Providing coverage of Alaska and northern Canada's oil and gas industry
September 2018

Vol. 23, No.35 Week of September 02, 2018

Results from Doyon/CIRI Totchaket. Nenana basin well not commercial

Alan Bailey

Petroleum News

The Totchaket No. 1 exploration well, drilled in the Nenana basin this summer by Doyon Ltd. and Cook Inlet Region Inc, encountered multiple gas shows but did not find commercial oil or gas, CIRI has reported. CIRI said that, based on drilling results conducted so far in the basin, it continues to view the basin as holding considerable resources.

Drilling of the Totchaket well, on the east side of the Tanana River, about 20 miles north of the town of Nenana, began on June 6 and ended on July 5. The well has since been plugged and abandoned. According to data published by the Alaska Oil and Gas Conservation Commission, the well was drilled to a vertical depth of 11,225 feet.

Multiyear program

Doyon has been conducting an oil and gas exploration program in the Nenana basin for a number of years - CIRI has partnered with Doyon in the drilling of both the Totchaket well and the previous well drilled in the basin, the Toghotthele well, drilled in 2016. The basin is conveniently located close to the Parks Highway, to the southwest of Fairbanks. Recently Doyon has been particularly focusing on making an oil discovery, although the basin is also highly prospective for natural gas.
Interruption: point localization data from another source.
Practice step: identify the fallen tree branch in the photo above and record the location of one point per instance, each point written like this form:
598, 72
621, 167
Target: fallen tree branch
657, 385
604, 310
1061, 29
The Nenana basin, one of a number of Alaska basins formed by the pulling apart of the Earth’s crust, is filled with a huge thickness of non-marine Tertiary sediments. Coal seams and shales within the rock sequence have the potential to source both oil and gas, depending on the extent to which they are heated at depth. There are sands with excellent hydrocarbon reservoir potential, interlayered with shales that could form hydrocarbon traps. In broad terms, the basin has a northeast to southwest trending hourglass shape, with a deep basin in the north and a central saddle in the narrower, central part of the basin, immediately west of the town of Nenana. The depths reached in the northerly section of the basin are thought to be sufficient to have raised the temperatures in the potential source rocks to levels conducive to oil formation.

Three previous wells

Doyon and partners have previously drilled three wells in the basin’s central saddle, targeting potential traps identified from seismic data. The hope was that hydrocarbons migrating up into the saddle from deeper parts of the basin would have become trapped. Although these wells failed to discover viable pools of oil or gas, the wells did encounter evidence of an active petroleum system. The Toghotthele No. 1 well, for example, drilled in 2016, found multiple oil shows, as well as natural gas. Some of that gas was “wet gas,” containing natural gas liquids that must have formed through the application of heat rather than through microbial action on organic material. But it seems that what now appears to be a trapping structure had formed after the oil had migrated through the rocks.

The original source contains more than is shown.